Apa persamaannya? Dua-duanya merupakan sekumpulan manusia.

Perbedaannya kerumunan itu sekumpulan manusia yg berkumpul tanpa arah tujuan.
Sedangkan team sekumpulan manusia yg berkumpul dengan tujuan yg sama.

Di awal kami menerapkan pola komunikasi suami istri yang produktif dulu. Terbangun common interest yang sama. Kalau bicara tentang pendidikan anak, maka mata kami  berbinar-binar.

Setelah kami tentukan satu waktu untuk menyelenggarakan family strategic planning, yaitu setiap tgl 1 Muharram. Di situlah saatnya kami mendengarkan mimpi anak-anak.

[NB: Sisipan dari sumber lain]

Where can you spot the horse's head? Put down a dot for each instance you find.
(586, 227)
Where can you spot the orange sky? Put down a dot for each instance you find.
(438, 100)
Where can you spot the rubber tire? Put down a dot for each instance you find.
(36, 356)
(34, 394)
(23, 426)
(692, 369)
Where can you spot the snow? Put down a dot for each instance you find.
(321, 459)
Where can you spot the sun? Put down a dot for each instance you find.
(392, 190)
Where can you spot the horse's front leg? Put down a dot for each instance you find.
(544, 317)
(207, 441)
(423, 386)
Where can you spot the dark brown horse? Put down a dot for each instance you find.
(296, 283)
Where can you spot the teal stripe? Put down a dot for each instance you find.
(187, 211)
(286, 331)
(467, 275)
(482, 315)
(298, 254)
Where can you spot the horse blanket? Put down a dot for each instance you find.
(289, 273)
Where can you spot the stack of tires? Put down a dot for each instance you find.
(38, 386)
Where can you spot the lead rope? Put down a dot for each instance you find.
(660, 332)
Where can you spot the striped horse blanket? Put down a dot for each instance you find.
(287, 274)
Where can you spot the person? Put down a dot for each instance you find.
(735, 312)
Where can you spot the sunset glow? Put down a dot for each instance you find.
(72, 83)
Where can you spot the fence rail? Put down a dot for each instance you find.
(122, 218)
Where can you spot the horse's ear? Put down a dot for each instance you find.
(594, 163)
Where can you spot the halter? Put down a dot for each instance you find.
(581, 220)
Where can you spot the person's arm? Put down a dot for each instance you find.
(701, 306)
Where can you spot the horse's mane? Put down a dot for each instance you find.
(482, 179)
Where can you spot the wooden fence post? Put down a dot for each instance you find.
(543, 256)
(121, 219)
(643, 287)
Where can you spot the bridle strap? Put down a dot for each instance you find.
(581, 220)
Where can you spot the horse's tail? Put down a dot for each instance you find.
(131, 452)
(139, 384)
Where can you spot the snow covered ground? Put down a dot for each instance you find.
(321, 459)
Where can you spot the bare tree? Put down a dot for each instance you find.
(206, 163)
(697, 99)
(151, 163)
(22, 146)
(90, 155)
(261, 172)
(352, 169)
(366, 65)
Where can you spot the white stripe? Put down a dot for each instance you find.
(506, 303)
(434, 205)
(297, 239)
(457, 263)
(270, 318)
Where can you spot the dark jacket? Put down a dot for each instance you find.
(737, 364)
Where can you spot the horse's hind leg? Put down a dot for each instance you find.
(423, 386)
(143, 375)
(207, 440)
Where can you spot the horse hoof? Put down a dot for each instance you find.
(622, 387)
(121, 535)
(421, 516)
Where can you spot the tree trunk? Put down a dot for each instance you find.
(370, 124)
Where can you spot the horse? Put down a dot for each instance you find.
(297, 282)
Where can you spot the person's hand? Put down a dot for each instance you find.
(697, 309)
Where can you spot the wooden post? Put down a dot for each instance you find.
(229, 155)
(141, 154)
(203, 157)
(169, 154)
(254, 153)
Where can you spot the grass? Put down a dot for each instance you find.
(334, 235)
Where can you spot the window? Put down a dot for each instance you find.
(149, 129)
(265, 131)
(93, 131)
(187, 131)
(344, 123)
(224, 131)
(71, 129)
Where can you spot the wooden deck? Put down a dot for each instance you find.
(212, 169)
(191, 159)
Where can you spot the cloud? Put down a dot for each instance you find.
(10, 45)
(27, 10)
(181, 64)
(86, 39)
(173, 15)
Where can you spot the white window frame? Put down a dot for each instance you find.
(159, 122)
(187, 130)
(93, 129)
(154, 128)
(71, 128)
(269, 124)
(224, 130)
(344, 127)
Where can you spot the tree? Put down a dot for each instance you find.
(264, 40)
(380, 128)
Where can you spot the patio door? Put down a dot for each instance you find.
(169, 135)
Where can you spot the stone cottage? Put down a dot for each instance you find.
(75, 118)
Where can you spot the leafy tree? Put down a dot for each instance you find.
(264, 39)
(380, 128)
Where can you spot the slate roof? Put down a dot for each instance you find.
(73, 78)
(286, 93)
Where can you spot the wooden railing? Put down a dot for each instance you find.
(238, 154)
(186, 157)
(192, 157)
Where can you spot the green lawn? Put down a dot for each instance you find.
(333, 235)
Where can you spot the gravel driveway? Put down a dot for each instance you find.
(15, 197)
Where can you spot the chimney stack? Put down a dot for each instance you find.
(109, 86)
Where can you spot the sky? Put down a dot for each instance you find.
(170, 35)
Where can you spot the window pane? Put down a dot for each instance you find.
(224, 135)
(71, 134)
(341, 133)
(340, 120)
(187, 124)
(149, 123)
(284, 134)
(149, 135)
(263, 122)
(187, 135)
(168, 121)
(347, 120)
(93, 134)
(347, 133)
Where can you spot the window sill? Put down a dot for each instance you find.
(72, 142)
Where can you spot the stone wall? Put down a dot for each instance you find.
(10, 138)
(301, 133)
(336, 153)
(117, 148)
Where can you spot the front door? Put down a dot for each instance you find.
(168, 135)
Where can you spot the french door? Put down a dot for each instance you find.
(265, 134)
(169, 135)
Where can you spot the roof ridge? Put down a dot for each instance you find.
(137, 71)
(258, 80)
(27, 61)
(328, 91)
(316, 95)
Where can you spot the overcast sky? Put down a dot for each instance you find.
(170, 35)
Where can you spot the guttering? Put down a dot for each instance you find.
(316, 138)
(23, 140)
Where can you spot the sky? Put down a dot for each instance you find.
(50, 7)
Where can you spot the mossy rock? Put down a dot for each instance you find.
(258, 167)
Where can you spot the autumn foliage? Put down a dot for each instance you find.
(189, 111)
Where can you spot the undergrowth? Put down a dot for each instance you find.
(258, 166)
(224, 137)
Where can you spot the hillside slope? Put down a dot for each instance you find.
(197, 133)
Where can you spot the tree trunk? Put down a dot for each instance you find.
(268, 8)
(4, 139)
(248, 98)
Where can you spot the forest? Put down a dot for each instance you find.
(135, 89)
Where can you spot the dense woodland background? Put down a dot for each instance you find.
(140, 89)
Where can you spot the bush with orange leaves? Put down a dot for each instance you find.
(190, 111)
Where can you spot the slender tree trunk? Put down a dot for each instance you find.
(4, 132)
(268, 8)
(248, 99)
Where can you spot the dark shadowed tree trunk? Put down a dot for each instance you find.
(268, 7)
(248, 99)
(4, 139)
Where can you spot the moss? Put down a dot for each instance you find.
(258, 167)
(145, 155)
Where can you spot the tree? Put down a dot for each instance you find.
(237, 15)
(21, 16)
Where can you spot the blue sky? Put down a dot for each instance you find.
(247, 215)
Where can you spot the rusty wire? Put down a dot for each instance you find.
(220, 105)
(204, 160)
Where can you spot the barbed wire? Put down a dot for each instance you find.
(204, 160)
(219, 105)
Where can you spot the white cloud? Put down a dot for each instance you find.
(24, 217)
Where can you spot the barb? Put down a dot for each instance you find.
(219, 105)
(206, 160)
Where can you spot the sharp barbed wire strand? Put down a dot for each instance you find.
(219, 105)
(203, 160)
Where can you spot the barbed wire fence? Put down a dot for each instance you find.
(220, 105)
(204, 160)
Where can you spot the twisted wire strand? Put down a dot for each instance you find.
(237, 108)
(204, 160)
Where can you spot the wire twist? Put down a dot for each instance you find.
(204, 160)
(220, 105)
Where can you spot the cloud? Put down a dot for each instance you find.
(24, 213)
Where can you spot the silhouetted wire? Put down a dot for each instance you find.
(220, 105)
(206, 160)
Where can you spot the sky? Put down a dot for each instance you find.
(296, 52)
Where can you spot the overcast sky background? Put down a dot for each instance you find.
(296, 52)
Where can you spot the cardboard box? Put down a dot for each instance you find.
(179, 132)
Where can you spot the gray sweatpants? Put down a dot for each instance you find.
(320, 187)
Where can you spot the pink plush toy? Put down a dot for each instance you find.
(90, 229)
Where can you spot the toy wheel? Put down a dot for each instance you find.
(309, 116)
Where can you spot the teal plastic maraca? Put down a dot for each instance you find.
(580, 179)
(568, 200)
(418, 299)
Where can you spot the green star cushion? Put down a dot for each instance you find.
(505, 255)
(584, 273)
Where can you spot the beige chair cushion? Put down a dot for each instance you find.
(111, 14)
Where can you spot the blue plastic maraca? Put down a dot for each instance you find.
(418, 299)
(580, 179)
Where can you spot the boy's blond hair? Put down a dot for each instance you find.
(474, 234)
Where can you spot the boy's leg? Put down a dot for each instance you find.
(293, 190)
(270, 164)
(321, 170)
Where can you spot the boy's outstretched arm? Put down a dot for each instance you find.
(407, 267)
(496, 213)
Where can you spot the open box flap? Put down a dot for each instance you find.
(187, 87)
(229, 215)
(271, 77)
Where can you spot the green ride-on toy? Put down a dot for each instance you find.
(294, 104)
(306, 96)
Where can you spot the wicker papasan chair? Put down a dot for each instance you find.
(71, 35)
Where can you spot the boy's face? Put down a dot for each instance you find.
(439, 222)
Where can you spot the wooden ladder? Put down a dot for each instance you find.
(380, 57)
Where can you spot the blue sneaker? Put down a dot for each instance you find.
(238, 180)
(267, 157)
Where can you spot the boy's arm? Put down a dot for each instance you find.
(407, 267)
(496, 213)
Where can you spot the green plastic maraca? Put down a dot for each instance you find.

Tiap tahun kami tentukan tagline keluarga, sebagai misi keluarga yg kami jalankan. Contoh: It's OK to make mistakes, as long as I learn from my mistakes. Selama tahun itu tahun anak-anak bereksplorasi untuk projectnya, apapun itu.

Kami tidak pernah menerapkan reward dan punishment, tapi lebih pada membangun kesepakatan dan kesadaran serta konsekuensi yang harus dilakukan.

Kami juga tidak pernah menjalankan evaluasi untuk project anak-anak pra aqil baligh, adanya hanya apresiasi. Setelah aqil baligh baru kami terapkan evaluasi ✅

SESI TANYA JAWAB:

1⃣ Apakah tagline tersebut mengikuti milestone tertentu? Maksudnya apakah ada roadmap proses life learning sebelum aqil baligh tadi?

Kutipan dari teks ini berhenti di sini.